Les derviches tourneurs. Doctrine, histoire et pratiques
Alberto Fabio Ambrosio, Eve Feuillebois et Thierry Zarcone
Cerf
Paris
2006
Il faut se féliciter du travail effectué par trois auteurs spécialistes de la mystique musulmane et des mondes persan, arabe et ottoman pour proposer aux lecteurs non spécialistes mais curieux d’histoire religieuse un compte rendu très éclairant d’une journée d’études tenue dans le cadre prestigieux du centre culturel du Saulchoir, en collaboration avec l’équipe chargée au CNRS des études turques et ottomanes. C’est la confrérie mawlavviya, plus connue en Occident comme celle des « derviches tourneurs » qui fournit la matière de l’ouvrage. Cette secte et ses pratiques rituelles, notamment la danse extatique qui fait sa célébrité, témoignent en effet d’une expérience spirituelle héritière de plus de huit siècles d’histoire dont la découverte, à travers cet ouvrage savant mais particulièrement clair et didactique, ouvre à la réflexion des perspectives aussi riches qu’inattendues.

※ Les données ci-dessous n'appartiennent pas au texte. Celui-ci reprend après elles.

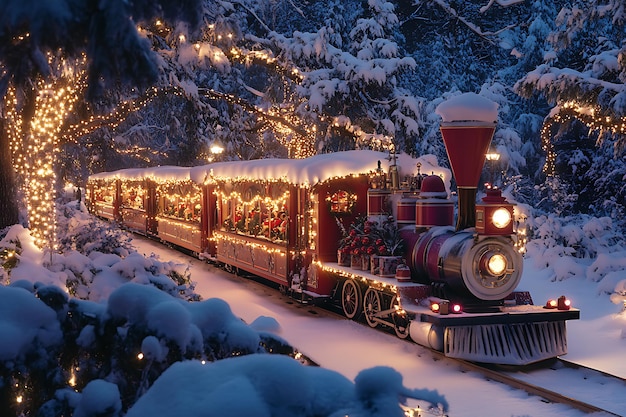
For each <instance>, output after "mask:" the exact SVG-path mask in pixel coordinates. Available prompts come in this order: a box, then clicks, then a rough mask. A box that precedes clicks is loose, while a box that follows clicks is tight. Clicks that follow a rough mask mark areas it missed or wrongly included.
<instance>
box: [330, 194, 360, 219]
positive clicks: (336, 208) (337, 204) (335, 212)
mask: <svg viewBox="0 0 626 417" xmlns="http://www.w3.org/2000/svg"><path fill="white" fill-rule="evenodd" d="M326 202H327V203H328V209H329V210H330V212H331V213H333V214H348V213H351V212H352V209H353V208H354V204H355V203H356V196H355V195H354V194H352V193H350V192H348V191H345V190H339V191H336V192H334V193H333V194H331V195H329V196H328V197H327V198H326Z"/></svg>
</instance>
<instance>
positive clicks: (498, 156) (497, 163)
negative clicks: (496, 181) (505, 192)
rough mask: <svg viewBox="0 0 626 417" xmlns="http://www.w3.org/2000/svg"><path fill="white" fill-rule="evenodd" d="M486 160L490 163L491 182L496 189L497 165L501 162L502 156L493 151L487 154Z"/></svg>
mask: <svg viewBox="0 0 626 417" xmlns="http://www.w3.org/2000/svg"><path fill="white" fill-rule="evenodd" d="M485 159H487V161H489V165H490V168H491V179H490V182H491V186H492V187H494V186H495V182H496V165H497V164H498V161H499V160H500V154H499V153H498V152H496V151H493V150H492V151H489V152H487V153H486V154H485Z"/></svg>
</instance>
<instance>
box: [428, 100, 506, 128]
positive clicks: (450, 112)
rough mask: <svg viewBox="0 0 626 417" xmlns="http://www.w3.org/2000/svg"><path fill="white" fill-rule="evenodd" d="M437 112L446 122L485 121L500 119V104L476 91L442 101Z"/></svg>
mask: <svg viewBox="0 0 626 417" xmlns="http://www.w3.org/2000/svg"><path fill="white" fill-rule="evenodd" d="M435 113H437V114H438V115H439V116H441V119H442V120H443V122H444V123H451V122H468V121H471V122H484V123H495V122H496V120H498V104H497V103H495V102H493V101H491V100H489V99H488V98H485V97H483V96H480V95H478V94H476V93H463V94H459V95H456V96H453V97H451V98H449V99H448V100H446V101H444V102H442V103H440V104H439V105H438V106H437V108H436V109H435Z"/></svg>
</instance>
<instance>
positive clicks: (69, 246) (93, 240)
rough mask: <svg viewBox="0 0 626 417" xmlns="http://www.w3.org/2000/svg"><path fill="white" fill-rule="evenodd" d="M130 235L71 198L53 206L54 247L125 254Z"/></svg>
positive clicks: (130, 249) (127, 245) (125, 253)
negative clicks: (54, 234) (55, 212)
mask: <svg viewBox="0 0 626 417" xmlns="http://www.w3.org/2000/svg"><path fill="white" fill-rule="evenodd" d="M131 240H132V238H131V235H130V234H129V233H127V232H125V231H123V230H121V229H120V228H119V227H117V226H116V225H112V224H110V223H108V222H105V221H102V220H100V219H98V218H96V217H93V216H91V214H89V212H88V210H87V207H85V205H84V204H83V203H81V202H77V201H71V202H68V203H65V204H63V205H62V206H61V207H59V208H58V210H57V244H58V250H59V251H61V252H67V251H68V250H76V251H78V252H80V253H82V254H84V255H89V254H90V253H91V252H94V251H98V252H101V253H114V254H117V255H120V256H126V255H128V253H129V252H130V251H132V245H131V243H130V242H131Z"/></svg>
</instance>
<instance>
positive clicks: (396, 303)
mask: <svg viewBox="0 0 626 417" xmlns="http://www.w3.org/2000/svg"><path fill="white" fill-rule="evenodd" d="M397 305H399V303H398V299H397V298H396V297H394V298H393V301H392V302H391V308H395V307H396V306H397ZM392 318H393V329H394V330H395V331H396V336H398V337H399V338H400V339H406V338H407V337H409V325H410V324H411V321H410V320H409V319H408V317H407V316H406V313H394V314H393V315H392Z"/></svg>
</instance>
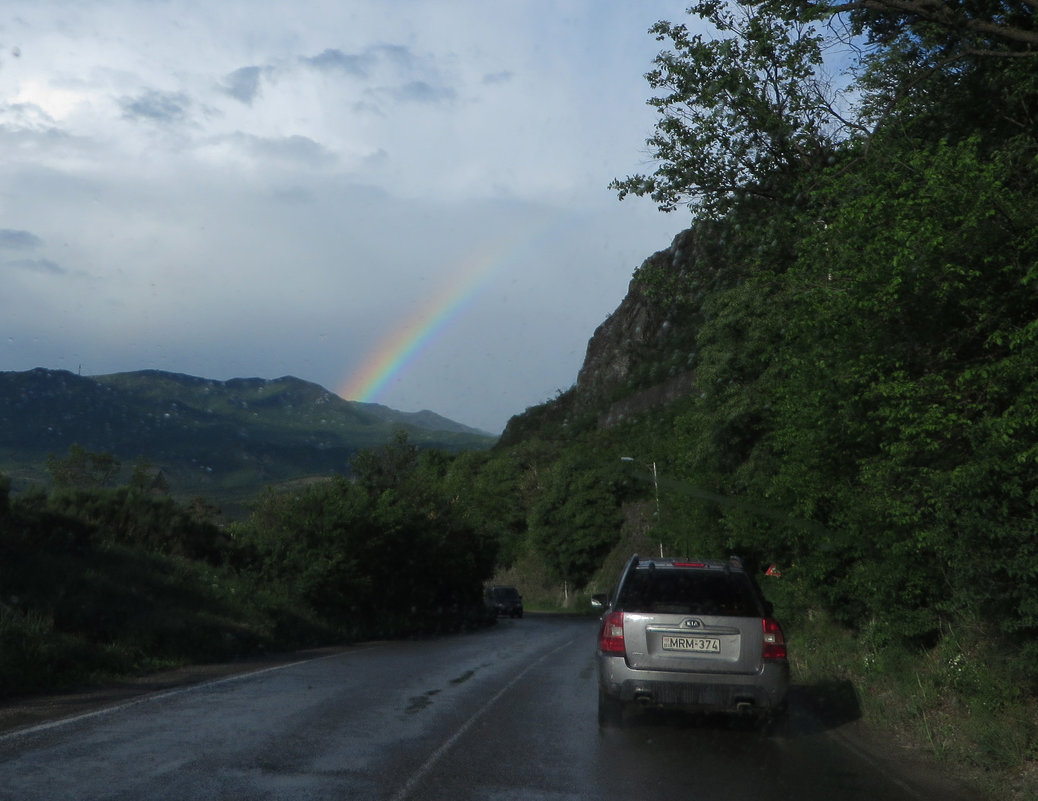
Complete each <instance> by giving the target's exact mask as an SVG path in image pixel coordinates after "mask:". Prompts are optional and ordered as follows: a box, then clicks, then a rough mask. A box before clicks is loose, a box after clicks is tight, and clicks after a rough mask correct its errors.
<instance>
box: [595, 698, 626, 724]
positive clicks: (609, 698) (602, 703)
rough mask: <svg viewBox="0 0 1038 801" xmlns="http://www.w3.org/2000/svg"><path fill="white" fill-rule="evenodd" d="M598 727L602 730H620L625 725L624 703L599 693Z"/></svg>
mask: <svg viewBox="0 0 1038 801" xmlns="http://www.w3.org/2000/svg"><path fill="white" fill-rule="evenodd" d="M598 725H599V726H600V727H602V728H620V727H621V726H623V725H624V702H623V701H622V700H620V699H619V698H613V697H611V696H609V695H606V694H605V693H604V692H602V691H601V690H599V691H598Z"/></svg>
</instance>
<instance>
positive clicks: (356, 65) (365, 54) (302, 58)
mask: <svg viewBox="0 0 1038 801" xmlns="http://www.w3.org/2000/svg"><path fill="white" fill-rule="evenodd" d="M300 61H302V62H303V63H304V64H307V65H309V66H312V67H315V68H316V70H321V71H333V72H342V73H349V74H350V75H355V76H357V77H358V78H365V77H366V76H367V70H368V67H370V66H371V64H372V61H373V58H372V56H371V54H370V53H368V54H361V55H355V54H351V53H344V52H343V51H342V50H335V49H328V50H325V51H324V52H322V53H319V54H318V55H316V56H304V57H303V58H301V59H300Z"/></svg>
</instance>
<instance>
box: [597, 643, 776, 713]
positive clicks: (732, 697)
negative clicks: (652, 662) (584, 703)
mask: <svg viewBox="0 0 1038 801" xmlns="http://www.w3.org/2000/svg"><path fill="white" fill-rule="evenodd" d="M598 680H599V689H600V690H601V691H602V693H604V694H605V695H606V696H608V697H611V698H617V699H618V700H621V701H625V702H638V703H640V705H643V706H646V707H660V708H671V709H683V710H688V711H691V712H733V713H758V714H764V713H768V712H772V711H776V710H782V709H784V708H785V706H786V694H787V692H788V690H789V663H787V662H765V663H764V664H763V665H762V666H761V668H760V670H758V672H756V673H752V674H729V673H681V672H672V671H659V670H635V669H633V668H631V667H628V666H627V662H626V661H625V660H624V658H623V657H613V656H604V655H602V654H599V656H598Z"/></svg>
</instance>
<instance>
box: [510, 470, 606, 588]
mask: <svg viewBox="0 0 1038 801" xmlns="http://www.w3.org/2000/svg"><path fill="white" fill-rule="evenodd" d="M598 461H599V460H597V459H596V455H594V454H593V455H591V457H590V458H589V457H585V455H581V454H573V455H569V457H567V458H564V459H562V460H559V461H558V462H557V463H556V464H555V465H554V466H553V467H552V468H551V469H550V470H549V471H547V472H546V474H545V475H544V478H543V489H542V491H541V494H540V495H539V496H538V498H537V499H536V500H535V502H534V504H532V506H531V508H530V513H529V530H530V537H531V542H532V544H534V545H535V547H537V548H538V549H539V550H540V551H541V553H542V555H543V557H544V561H545V563H546V564H547V567H548V569H549V570H551V571H552V572H553V573H554V574H555V576H556V577H557V578H559V579H562V580H563V581H565V582H567V583H571V584H573V585H574V586H577V587H580V586H583V585H584V584H585V583H586V582H588V580H589V579H590V578H591V577H592V575H593V574H594V573H595V571H596V570H597V569H598V567H599V564H600V563H601V559H602V557H603V556H604V555H605V554H606V553H607V552H608V551H609V549H610V548H611V547H612V546H613V545H614V544H616V543H617V541H618V538H619V536H620V527H621V524H622V522H623V516H622V514H621V510H620V497H621V495H622V489H621V487H620V485H621V477H620V471H619V469H618V467H617V466H616V465H611V464H610V465H608V466H603V465H600V464H598V463H597V462H598Z"/></svg>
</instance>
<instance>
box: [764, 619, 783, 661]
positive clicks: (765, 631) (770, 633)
mask: <svg viewBox="0 0 1038 801" xmlns="http://www.w3.org/2000/svg"><path fill="white" fill-rule="evenodd" d="M761 623H762V625H763V626H764V652H763V654H762V655H761V656H762V657H764V659H786V638H785V637H784V636H783V633H782V627H781V626H780V625H779V624H777V623H776V622H775V620H772V619H771V618H770V617H765V618H764V619H763V620H761Z"/></svg>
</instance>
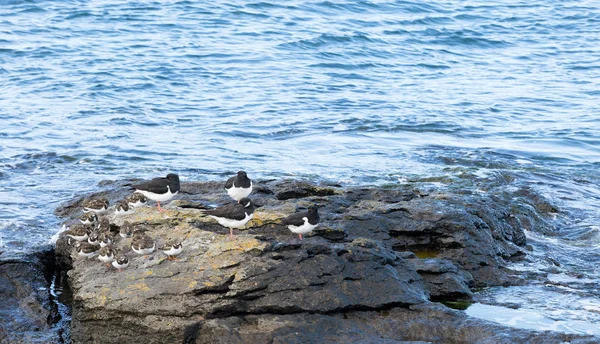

Tout commence avec la vie de Mawlânâ Jalâl al-Din Muhammad ibn Muhammad al-Balkhî al-Rûmî (c’est-à-dire « Notre Maître, Splendeur de la Foi, Muhammad, fils de Muhammad, de Balkh et du pays de Rûm », la région d’Asie centrale où est né le fondateur de la confrérie et celle de l’Asie mineure où il a vécu). Connu par les Occidentaux sous le nom de Rûmî, il vécut de 1207 à 1273. Etudiant à Konya, il rencontre Shams al-Dîn Tabrîzî qui l’initie au soufisme et il se tourne alors vers la wilâya, l'amitié mystique qui pousse à la réunification de la créature et de son Créateur. C’est son fils, Sultan Walad, qui sera ensuite le véritable fondateur de la confrérie mawlawiyya devenue ensuite un ordre rigoureusement organisé au sein duquel la samâ, la danse extatique, va devenir une pratique fondamentale. Le texte d’Alberto Fabio Ambrosio révèle les diverses significations de cette pratique qui vise à arracher l’âme du danseur à la sphère terrestre pour l’élever jusqu’à la divinité. « Danse des mystères » qui fait écho aux anciennes croyances néoplatoniciennes, elle s’inscrit dans un univers mental et spirituel qui voit les mevlevis placer leur poésie, leurs rituels et leur esthétique sous la loi du symbole. Aussi passionnant que dépaysant, cet ouvrage dégage, pour tout esprit cultivé, des horizons d’une fascinante nouveauté.